Tuesday, March 5, 2013

Passover Fail and Tooth Fairy Beware

A few weeks ago, Lincoln visited my parents church.  He got a bag of drawings and crafts when he left and brought it home with him.  It sat on the table a day or two and then I took it out and he was standing nearby so I had him come and tell me about what he had learned.  There was a doodling picture first and he said, "I drew that".  Next, I pulled out a craft with popcicle sticks or cotton balls, I'm not sure now because next I pulled out this photo.  Through my wide eyed look, I managed to ask Lincoln, "What's this picture about?"
He nonchalantly told me, "Ah, Jesus just shot all the kids!"

WHAT?!?  I had to turn from him.  I was shocked.  I was horrified.  I was too speechless to even correct my obviously misled child.  
The picture alone was already graphic enough for the 3 year old set but to think MY child now thinks Jesus shot people, that he even had a GUN.  
Yep, looks like we have some work to do. 
 Let's start with "Jesus loves me" and go from there.

Jackson brought this home from school last week:

In case you can't read it,
 "this is a real tooth it does not look like one but it is a tooth  
sincerely Jackson 
 p.s  I am going to grab you! 
 me want you!"
His plan was to fool the tooth fairy into giving him money with this "fake" tooth.  He even fashioned a tooth out of paper and add a tinge of blood to make it believable.  
Oh, what a web we weave.  

 For the record, he hasn't gotten up the nerve to try it just yet.  If he did, I'm certain the tooth fairy would have written him back and he probably wouldn't like what she'd have to say!

On Friday we went to see Charlie and the Chocolate Factory play at St. Henry's catholic school nearby.  Before we left, we were discussing what school it was and I told Jackson it was a private school.

He of course thinks about it and then inquires  "What is a private school? Why is it private?"  Obviously referring to the "parts" form of private we use.  I told him it was a school not everyone could go to which left him with more questions.  "Why couldn't everyone go?  What do they do in private school?"  I got right to the point with, "It costs too much for us, honey" and that ended that.

This weekend in the car Lincoln was telling us a long drawn out story and was reminiscing by saying to Jackson, "A long time ago when I was a boy, and when you were a boy..." Jackson interrupted annoyingly saying, "Lincoln, we were ALWAYS boys!  Well... at least I was.  You used to be a girl but I've always been a boy!"  Oh, brothers!

We made a Sunday trip to the Kroger Clinic this weekend for Jackson.  I hardly ever have sick kids.  Ever. But if one of them has a fever you can mark your word, they are really sick.  Well, on Sunday, you'll have to wait even at Kroger Clinic.  Jackson was not too sick to be Mr. Talky and the guy across from him noticed his inquisitive nature (aka How much is one million times a billion?)  They middle aged guy asked if Jackson wanted to ask Siri on his ipad a question about populations or land mass.  When the ipad answered the question, it referred to him as "sexy beast."  Jackson didn't miss a beat snickering and asking him why his ipad called him "sexy beast".  I didn't bother to jump in while the man explained to my 7 year old why his ipad considered him a "sexy beast".  He wasted no time asking her to now call him "Allen".

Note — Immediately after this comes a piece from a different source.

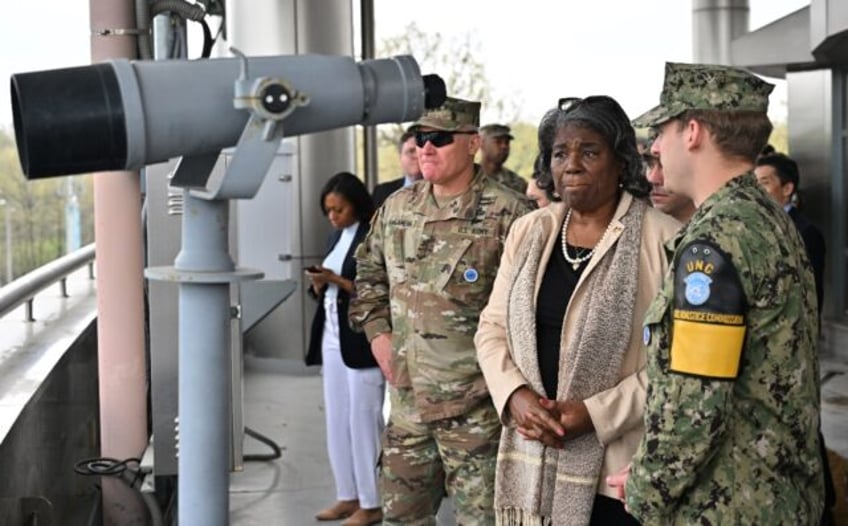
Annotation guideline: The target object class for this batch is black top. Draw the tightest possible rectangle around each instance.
[372,177,406,209]
[536,229,590,400]
[305,225,377,369]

I was making a smoothie for the kids for breakfast last week.  I had it packed with frozen fruits, milk, juice and then I topped it off with spinach to get some iron and greens into the kids without their knowledge.  Well, Lincoln walks around the corner, see the smoothie and loudly announces, "JACKSON, mom's putting salad in our smoothie again!"
You don't get much by these kids.  They drank it either way, at least Jackson did. Lincoln claimed, "he don't like salad!"